Dans la poignante dernière scène de People That Are Not Me, Joy s’agrippait au corps de son ex-amant, telle une moule solidement fixée à son rocher, bras et jambes renouvelant leur assaut tandis que l’homme se débattait comme un diable, sans parvenir à rompre l’emprise. Il s’agissait d’une image de lutte dans un lit, filmée depuis le plafond en plan fixe, et dont l’arrêt brutal marquait la vive expression d’un acharnement désespéré. De manière analogue, le spectateur est pris à témoin dès la première séquence d’All Eyes Off Me. La caméra s’attarde sur le récit d’un personnage féminin qui raconte en détail son avortement, au milieu du brouhaha festif d’une soirée. Dépourvu de pudeur, le monologue se veut exhaustif et brut, sans ménagement pour ses auditeurs. Outre la portée politique de l’expérience intime contée, la particularité de cette prise de parole est son caractère imprévisible. Le terrain de son surgissement n’est pas préparé, à l’instar des autres prises de parole décomplexées que le film met en scène. Habitués à exhiber leur intimité dans une société où s’exposer publiquement tend à devenir une norme, les personnages travestissent leur émotivité avec des confessions qui n’ont finalement plus grand-chose d’intime. Et ce que l’on pourrait interpréter comme la simple exposition d’une intimité assumée masque bien souvent une autre urgence : celle de combler les silences qui pourraient trahir la faille d’une vulnérabilité.

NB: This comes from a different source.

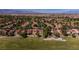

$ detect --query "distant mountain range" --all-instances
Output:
[0,9,79,14]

Il n’est dès lors pas étonnant que les comédiens soient dirigés comme des performeurs, en cela que les séquences, installant une situation donnée, prennent la forme d’épreuves d’endurance. Cet aspect performatif du cinéma de Ben Aroya, on le retrouve aussi dans la manière d’étirer la durée des plans ; en témoigne cette scène où Avishag et Max sont en train de s’embrasser, marquée par des bruits de succion qui amplifient la position voyeuriste dans laquelle est mis le spectateur. L’usage du gros plan produit une expérience visuelle à la limite de l’haptique qui relève presque de l’art vidéo ou de la performance artistique – on pense notamment à l’œuvre Breathing In, Breathing Out de Marina Abramovic, qui explore les tensions intimes des corps amoureux. Ici, les visages de profil sont d’abord filmés comme des masses de chair palpitantes, dans toute leur plasticité.
De la rixe à la trêve
Par cette approche des corps, la cinéaste aborde l’intime comme un terrain complexe que les personnages explorent à tâtons. En expérimentant le passage du jeu à la brutalité, Avishag et Max s’évertuent à éprouver leurs limites émotionnelles et sensorielles, lesquelles seraient comme endormies ou saturées par une surabondance de signaux numériques et d’interactions quotidiennes. C’est en tout cas l’hypothèse que dessine la mise en scène, en envisageant le smartphone d’Avishag comme un personnage à part entière. Filtre omniprésent entre Avishag et son environnement, l’outil numérique agit de fait comme un catalyseur d’émotions, la scène la plus significative étant celle où la jeune femme se laisse émouvoir jusqu’aux larmes par une vidéo de télécrochet visionnée sur son petit écran. En comparaison, son rapport au réel dénote parfois une certaine apathie qui contraste avec ses accès d’émotivité et agit structurellement sur le récit. Désorientée et insaisissable, Avishag adopte une attitude de plus en plus erratique. La dernière partie se joue ainsi presque dans un autre espace-temps : une maison dans laquelle la jeune femme se coupe de ce qui constituait jusqu’ici son quotidien.
Sa rencontre avec Dror, homme beaucoup plus âgé et à l’écoute de sa propre vulnérabilité, lui offre une expérience inattendue, dans une découverte de l’autre qui ne relève plus seulement du contact physique. À l’écran, la confrontation de leurs deux corps crée un choc esthétique calculé ; leurs physionomies sont si différentes qu’elles défient inévitablement l’œil du spectateur. Les attributs de pouvoir sont de surcroît troublés ; si Dror est plus âgé qu’Avishag, il semble aussi plus inexpérimenté et craintif. Dans un amusant écho à son précédent film, la cinéaste réalise une variation de son finale, avec ce nouveau duo, allongé cette fois-ci à même le tapis, entre la table basse et le canapé. Les silhouettes sont désormais strictement côte à côte, sans s’étreindre. La résistance au mouvement inaugure une nouvelle façon pour Avishag de contraindre son corps, non moins complexe et plus introspective. Le corps au repos et le silence deviennent alors en creux un acte performatif à part entière, un autre rapport à soi et à l’altérité.